Şarkıcı Ayşe Özyılmazel, güne öğleden önce kesinlikle başlayamayanlardan. Çekim için evine gittiğimizde yeni yeni kendine geliyor gibi bir hali vardı. “Sabah erkenden kalkan o insanlardan hiç olamadım ki! Öğlen 14.00’den önce pek ortalarda gözükmemem ondan,” diye anlatmaya başlıyor evinin salonunda makyajı yapılırken.

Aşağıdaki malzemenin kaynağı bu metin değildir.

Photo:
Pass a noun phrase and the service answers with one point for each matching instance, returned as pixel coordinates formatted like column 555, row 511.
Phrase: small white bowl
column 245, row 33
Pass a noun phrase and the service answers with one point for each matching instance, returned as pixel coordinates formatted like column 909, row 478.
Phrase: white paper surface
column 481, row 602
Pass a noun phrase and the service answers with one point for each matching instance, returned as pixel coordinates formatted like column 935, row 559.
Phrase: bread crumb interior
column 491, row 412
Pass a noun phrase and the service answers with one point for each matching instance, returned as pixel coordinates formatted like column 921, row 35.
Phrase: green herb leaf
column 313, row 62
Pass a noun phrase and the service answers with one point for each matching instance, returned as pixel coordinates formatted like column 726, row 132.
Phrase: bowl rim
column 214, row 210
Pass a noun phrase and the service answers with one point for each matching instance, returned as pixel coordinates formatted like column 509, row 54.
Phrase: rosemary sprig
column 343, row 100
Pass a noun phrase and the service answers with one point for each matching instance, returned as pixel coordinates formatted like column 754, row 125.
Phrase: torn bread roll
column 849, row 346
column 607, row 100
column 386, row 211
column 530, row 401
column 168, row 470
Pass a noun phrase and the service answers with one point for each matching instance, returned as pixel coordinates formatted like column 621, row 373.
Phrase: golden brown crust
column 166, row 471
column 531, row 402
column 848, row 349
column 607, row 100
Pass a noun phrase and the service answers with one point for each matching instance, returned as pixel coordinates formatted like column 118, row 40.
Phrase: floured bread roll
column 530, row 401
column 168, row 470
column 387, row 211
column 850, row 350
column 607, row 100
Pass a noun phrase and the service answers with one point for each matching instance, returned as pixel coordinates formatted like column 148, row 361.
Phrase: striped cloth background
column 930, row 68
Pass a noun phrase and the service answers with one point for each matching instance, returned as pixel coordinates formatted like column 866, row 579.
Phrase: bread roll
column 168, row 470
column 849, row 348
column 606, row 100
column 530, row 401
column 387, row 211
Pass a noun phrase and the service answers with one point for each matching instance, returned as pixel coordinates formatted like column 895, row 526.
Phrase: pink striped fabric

Ola ki erken uyandı, biraz aksi olduğunu da itiraf ediyor içtenlikle. “Kimse kusuruma bakmasın,” diyor gülümseyerek.
Yüzünde hiç yorgun bir ifade yok. Kendisine iyi baktığı belli. “Yeme içme konusuna dikkat ederim. Pilates yapmaya başladım ve çok faydasını gördüm. Herkese tavsiyem olsun,” diyor. Genelde sabah 05.00’ten önce pek yatamadığını anlatıyor sonra da bize. Tam bir gece insanı o. Gece yarısı yurt dışından aldığı güzel kokulu mumlarını yakıp, ertesi gününü organize etmeye çalıştığından bahsediyor. “Aklım geceleri berraklaşır. Şarkı sözlerimi ve köşe yazılarımı hep gece yazarım,” diyor. Elin ayağın çekildiği, herkesin derin uykuya daldığı zamanlar onun iple çektiğini söylediği büyülü anların başlangıcı aslında. Bazen kimseleri rahatsız etmeden hafif hafif gitarını tıngırdattığı da oluyor.
Kitapları, CD’leri ve DVD’leri hayatının büyük bir bölümünün geçtiğini söylediği, salonunun dört bir yanına saçılmış. “Şu gördüğünüz beyaz koltukta kucağımda laptop’umla olurum hep. Müziğim daima açıktır. Ağırlıklı olarak caz ve R&B dinlerim,” diyor Özyılmazel. Üç ay önce çıkardığı Sıfır Makyaj albümünün satışlarından çok memnun olduğunu da belirtiyor. Aşk üzerine şarkıların olduğu bir çalışma bu. “Hepimizin derdi de hep aşk değil mi zaten?” diye içtenlikle soruyor. Nişantaşı’ndaki bu daireyi emlakçı ile başka bir eve bakmaya giderken fark etmiş. “Apartman yeni bitmişti, kimsecikler yerleşmemişti daha. İçini bile görmeden, ‘Tamam burada oturacağım ben,’ diyerek yarı yoldan dönmüştüm,” diye mutlulukla hatırlayarak anlatıyor o günü. “Aylarca, yıllarca ev arayanlara şaşıyorum. Bugün taşınmaya karar vereyim akşamına istediğim gibi bir evi mutlaka bulurum,” diye anlatıyor. Zaten taşınması yine gündemde. “Abdi İpekçi Caddesi’nde yeni biten bir apartmanı gözüme kestirdim. Niyetim iki ay sonra orada olmak.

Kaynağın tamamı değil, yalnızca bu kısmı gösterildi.